Jungler, Società Benefit e agenzia specializzata in consulenza strategica nell’influencer marketing, registra un incremento del +120% nella prima metà del 2026 rispetto al primo semestre del 2025 e si appresta a superare il milione di euro di fatturato entro l’anno.
Fondata e guidata da Irene Jin, Jungler "ha costruito il proprio posizionamento su un approccio che mette al centro trasparenza, etica, sostenibilità e qualità delle relazioni tra brand, creator e community", spiega l'agenzia nella nota. Una scelta che oggi intercetta alcune delle principali evoluzioni del mercato: la richiesta di maggiore misurabilità delle campagne, la necessità di selezionare creator autentici e coerenti con i valori dei brand, l’integrazione dell’intelligenza artificiale nei processi strategici e creativi e la crescente attenzione alla compliance normativa.
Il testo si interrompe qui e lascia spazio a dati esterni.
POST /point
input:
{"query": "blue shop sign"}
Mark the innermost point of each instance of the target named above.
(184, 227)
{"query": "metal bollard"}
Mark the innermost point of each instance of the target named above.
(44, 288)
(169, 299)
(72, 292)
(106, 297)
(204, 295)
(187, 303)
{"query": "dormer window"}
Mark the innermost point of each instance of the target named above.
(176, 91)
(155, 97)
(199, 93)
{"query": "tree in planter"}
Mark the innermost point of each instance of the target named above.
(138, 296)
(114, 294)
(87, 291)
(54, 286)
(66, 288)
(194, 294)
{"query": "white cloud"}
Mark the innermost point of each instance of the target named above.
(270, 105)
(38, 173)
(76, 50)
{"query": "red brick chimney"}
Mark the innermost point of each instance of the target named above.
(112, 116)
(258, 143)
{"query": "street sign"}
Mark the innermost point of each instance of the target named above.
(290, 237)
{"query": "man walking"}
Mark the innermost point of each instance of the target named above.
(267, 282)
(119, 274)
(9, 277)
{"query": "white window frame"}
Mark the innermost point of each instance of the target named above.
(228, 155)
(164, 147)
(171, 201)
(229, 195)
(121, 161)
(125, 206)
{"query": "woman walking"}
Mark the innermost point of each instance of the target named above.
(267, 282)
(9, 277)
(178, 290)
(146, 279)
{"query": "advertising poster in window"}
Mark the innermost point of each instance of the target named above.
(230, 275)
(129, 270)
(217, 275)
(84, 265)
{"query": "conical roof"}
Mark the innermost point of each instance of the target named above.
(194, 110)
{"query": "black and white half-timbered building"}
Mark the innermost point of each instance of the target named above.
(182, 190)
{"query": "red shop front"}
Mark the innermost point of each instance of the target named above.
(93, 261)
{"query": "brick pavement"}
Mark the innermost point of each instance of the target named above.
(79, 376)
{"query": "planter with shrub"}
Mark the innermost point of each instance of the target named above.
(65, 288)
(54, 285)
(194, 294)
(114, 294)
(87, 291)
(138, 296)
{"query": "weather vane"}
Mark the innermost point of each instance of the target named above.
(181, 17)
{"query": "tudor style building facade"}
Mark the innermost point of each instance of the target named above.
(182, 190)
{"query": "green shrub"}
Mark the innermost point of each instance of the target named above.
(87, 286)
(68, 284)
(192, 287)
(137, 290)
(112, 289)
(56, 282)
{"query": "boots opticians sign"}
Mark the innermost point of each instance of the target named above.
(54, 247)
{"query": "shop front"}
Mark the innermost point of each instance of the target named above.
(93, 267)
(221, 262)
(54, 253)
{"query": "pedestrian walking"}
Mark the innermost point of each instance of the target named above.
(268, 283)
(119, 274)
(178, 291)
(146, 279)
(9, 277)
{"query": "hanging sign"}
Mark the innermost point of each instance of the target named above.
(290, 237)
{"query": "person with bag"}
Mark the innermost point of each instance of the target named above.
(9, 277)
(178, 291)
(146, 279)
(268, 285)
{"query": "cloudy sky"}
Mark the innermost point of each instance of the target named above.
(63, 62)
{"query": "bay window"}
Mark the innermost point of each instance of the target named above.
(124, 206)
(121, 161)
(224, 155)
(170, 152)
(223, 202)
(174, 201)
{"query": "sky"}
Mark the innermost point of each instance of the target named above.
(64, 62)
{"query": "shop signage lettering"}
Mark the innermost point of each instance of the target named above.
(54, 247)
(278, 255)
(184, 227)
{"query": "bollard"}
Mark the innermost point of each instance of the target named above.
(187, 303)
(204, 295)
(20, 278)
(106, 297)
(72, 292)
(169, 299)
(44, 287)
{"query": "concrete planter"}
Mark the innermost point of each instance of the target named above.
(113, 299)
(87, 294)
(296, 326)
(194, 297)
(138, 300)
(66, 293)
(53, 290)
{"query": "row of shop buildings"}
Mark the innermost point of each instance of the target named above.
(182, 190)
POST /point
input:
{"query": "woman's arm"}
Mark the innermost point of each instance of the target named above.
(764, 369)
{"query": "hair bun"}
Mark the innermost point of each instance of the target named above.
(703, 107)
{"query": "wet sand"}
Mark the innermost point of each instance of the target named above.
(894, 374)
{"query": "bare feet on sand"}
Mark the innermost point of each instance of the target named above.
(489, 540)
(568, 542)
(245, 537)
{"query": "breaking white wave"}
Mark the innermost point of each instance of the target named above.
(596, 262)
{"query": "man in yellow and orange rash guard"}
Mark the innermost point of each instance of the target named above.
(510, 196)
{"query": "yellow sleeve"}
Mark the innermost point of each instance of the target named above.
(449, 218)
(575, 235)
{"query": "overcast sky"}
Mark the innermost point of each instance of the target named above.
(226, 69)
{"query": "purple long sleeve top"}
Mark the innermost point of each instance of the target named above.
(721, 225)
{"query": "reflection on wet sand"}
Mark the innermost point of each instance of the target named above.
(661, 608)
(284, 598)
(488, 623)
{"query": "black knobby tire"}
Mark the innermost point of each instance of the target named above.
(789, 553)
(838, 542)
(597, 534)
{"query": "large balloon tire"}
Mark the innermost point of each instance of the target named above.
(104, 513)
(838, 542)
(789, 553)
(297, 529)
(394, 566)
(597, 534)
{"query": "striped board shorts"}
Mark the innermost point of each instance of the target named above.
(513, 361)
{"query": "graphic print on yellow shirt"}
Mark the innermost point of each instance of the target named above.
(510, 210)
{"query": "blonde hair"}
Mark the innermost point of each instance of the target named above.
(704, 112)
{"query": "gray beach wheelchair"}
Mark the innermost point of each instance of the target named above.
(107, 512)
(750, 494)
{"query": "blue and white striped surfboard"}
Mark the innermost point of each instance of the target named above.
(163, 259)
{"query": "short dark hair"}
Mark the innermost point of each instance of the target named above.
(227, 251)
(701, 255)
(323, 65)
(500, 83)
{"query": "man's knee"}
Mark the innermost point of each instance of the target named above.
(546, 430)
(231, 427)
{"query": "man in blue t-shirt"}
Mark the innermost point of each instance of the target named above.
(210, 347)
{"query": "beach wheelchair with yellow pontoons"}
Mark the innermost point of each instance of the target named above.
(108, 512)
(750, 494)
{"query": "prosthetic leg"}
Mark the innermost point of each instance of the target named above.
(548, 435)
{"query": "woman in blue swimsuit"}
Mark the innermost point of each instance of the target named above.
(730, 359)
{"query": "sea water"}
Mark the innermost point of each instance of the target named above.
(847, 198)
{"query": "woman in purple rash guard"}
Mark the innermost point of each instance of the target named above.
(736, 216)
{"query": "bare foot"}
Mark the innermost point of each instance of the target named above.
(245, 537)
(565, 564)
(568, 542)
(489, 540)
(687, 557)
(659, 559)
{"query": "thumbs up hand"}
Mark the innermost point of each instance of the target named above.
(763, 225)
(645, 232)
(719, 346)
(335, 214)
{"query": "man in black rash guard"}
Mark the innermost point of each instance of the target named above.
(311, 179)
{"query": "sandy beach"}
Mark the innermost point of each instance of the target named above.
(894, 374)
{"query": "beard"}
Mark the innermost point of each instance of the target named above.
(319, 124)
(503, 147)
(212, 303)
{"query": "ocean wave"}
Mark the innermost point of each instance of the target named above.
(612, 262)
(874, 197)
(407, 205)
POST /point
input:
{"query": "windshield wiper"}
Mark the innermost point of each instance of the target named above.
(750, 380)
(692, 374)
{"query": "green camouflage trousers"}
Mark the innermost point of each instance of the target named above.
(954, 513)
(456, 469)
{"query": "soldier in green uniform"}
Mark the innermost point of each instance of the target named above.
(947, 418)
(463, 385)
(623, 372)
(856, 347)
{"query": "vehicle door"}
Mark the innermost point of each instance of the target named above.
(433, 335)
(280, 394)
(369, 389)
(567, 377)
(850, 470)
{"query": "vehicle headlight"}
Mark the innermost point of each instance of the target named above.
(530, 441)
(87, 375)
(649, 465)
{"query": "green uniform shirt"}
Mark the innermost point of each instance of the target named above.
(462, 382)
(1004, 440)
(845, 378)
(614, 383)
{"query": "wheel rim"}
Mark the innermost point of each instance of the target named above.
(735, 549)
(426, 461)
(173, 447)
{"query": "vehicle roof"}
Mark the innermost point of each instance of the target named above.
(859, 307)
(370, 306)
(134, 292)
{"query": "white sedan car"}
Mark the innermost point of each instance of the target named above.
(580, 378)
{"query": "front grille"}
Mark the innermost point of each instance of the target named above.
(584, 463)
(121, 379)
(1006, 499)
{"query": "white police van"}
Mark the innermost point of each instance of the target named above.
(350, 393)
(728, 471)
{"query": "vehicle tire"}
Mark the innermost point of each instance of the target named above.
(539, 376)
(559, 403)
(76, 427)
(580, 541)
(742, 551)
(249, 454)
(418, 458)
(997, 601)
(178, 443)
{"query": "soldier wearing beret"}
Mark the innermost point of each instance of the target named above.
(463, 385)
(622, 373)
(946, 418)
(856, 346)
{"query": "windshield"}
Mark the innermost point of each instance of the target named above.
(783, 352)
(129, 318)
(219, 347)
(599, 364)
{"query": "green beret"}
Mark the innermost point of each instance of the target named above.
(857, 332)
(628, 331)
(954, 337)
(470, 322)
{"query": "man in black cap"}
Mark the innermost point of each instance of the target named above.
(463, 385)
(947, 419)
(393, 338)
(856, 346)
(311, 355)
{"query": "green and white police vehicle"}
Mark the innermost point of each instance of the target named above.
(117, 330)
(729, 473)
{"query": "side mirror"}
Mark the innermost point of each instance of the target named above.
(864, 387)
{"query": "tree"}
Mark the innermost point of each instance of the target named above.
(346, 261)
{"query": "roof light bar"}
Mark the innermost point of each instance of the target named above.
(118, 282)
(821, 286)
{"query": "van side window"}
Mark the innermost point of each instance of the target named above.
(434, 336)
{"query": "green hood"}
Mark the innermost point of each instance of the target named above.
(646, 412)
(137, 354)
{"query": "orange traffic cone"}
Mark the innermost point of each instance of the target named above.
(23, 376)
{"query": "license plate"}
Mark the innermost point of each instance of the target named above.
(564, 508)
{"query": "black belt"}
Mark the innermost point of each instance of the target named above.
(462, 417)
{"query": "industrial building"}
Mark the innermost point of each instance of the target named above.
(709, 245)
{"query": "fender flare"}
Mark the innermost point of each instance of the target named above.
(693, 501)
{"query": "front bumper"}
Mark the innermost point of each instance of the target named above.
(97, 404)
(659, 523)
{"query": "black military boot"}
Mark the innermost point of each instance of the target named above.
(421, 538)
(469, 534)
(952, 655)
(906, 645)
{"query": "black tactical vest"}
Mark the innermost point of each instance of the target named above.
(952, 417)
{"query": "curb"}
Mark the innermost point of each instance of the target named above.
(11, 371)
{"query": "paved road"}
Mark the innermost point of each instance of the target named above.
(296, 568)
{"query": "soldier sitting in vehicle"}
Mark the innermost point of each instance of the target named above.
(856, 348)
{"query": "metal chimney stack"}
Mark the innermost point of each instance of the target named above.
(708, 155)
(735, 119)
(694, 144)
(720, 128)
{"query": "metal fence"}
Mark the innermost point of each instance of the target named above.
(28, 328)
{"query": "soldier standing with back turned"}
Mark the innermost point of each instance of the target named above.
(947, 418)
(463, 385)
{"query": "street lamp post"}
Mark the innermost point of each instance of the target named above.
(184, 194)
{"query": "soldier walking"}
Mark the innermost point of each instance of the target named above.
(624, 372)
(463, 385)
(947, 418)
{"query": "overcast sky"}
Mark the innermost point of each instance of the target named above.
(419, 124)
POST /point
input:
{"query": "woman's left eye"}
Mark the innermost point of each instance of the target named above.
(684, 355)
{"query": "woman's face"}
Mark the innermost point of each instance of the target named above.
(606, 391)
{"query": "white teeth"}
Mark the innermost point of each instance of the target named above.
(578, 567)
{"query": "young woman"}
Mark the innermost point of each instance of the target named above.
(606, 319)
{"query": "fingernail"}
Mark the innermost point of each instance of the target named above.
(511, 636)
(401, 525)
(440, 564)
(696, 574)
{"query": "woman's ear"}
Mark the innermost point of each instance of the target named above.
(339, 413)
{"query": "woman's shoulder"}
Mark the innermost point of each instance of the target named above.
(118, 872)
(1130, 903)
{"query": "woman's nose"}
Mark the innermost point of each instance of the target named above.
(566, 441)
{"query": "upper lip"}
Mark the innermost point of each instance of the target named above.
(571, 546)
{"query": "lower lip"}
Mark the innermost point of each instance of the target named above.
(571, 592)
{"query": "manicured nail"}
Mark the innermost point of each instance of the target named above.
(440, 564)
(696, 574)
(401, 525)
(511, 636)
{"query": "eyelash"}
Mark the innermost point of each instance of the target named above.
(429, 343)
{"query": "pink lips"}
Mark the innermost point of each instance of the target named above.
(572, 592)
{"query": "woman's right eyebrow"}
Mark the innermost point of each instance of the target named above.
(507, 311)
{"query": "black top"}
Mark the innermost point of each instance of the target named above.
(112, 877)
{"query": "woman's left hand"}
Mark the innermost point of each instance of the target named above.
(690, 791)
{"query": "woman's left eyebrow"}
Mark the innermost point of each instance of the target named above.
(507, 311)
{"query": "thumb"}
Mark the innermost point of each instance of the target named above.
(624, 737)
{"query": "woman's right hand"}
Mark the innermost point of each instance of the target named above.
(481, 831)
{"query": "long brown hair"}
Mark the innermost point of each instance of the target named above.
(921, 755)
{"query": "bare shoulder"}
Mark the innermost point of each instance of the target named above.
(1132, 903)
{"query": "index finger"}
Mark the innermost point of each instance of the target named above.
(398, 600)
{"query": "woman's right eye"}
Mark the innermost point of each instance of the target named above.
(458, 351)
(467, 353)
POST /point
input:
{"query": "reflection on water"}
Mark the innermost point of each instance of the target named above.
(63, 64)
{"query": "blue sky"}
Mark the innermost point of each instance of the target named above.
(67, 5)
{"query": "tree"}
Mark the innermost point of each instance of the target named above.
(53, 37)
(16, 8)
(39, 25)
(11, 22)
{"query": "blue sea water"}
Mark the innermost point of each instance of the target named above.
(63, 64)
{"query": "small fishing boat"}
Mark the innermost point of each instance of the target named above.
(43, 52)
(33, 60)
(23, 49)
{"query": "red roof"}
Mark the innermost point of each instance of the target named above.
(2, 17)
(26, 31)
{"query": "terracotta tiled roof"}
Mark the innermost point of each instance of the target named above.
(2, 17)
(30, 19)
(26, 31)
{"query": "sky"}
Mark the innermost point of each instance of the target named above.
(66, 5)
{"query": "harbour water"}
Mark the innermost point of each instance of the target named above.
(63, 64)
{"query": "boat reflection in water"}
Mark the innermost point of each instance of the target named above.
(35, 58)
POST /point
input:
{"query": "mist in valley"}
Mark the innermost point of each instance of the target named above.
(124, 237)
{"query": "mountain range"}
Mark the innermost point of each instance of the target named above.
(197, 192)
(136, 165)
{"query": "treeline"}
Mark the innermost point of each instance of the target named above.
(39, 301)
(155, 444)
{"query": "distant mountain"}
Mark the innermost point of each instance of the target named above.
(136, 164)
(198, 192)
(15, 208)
Il contesto italiano conferma questo trend internazionale. Secondo i dati UPA, gli investimenti in influencer marketing in Italia hanno chiuso il 2025 a quota 490 milioni di euro, con una previsione di crescita a 550 milioni nel 2026. Un’espansione che racconta il passaggio dell’influencer marketing da attività tattica a canale sempre più strutturato, integrato nei piani di comunicazione e orientato a obiettivi di reputazione, conversione, relazione e costruzione di community.
“Abbiamo sempre messo la trasparenza al centro del nostro lavoro e oggi il mercato sta andando esattamente in questa direzione: i brand cercano partner capaci di unire creatività, dati, compliance e visione strategica. La crescita di Jungler dimostra che un modello basato su etica, sostenibilità e qualità delle relazioni può generare valore concreto” spiega Irene Jin, Ad dell'agenzia.
La società, composta da un team di 6 persone in totale full remote, ha, in concomitanza all’approvazione del bilancio, pubblicato la relazione di impatto della società, in conformità allo status di Società Benefit (status ottenuto dal 2024). La relazione ha confermato l’impegno della società nelle tematiche di beneficio comune, combinato al perseguimento di obiettivi economici rilevanti (+120% di crescita del fatturato nel 2025) e rinnovato obiettivi ed impegni che prevedono l’attivazione di nuove partnership con brand e agenzie con un obiettivo di chiusura del 2026 con una crescita al raddoppio in termini di fatturato rispetto al 2025.
Cosa sta cambiando nel mercato: nuovi trend e l’arrivo dell’AI
L’ultimo anno ha segnato una nuova fase per il settore. I creator non sono più percepiti solo come amplificatori di visibilità, ma come veri partner editoriali e strategici, capaci di interpretare linguaggi, community e piattaforme con una prossimità che i brand faticano spesso a costruire in autonomia.
Tra i trend più rilevanti emergono la crescita delle community verticali, la centralità dei contenuti video e l’utilizzo dell’intelligenza artificiale per analisi, scouting, ottimizzazione dei brief, misurazione delle performance e produzione di contenuti. Allo stesso tempo, la creator economy si sta spostando verso modelli più sostenibili e maturi, in cui non conta solo la reach ma la qualità dell’audience, la credibilità del creator e la coerenza tra messaggio, canale e community.
"Tutti temi cari a Jungler che nel tempo ha fatto della trasparenza e dell’analisi dei dati il timone di ogni collaborazione, diventate nel tempo sempre più integrate e continuative", si legge nella nota, anche in relazione all’attenzione data per le norme che sempre più hanno preso un peso specifico nel mercato della content creation economy.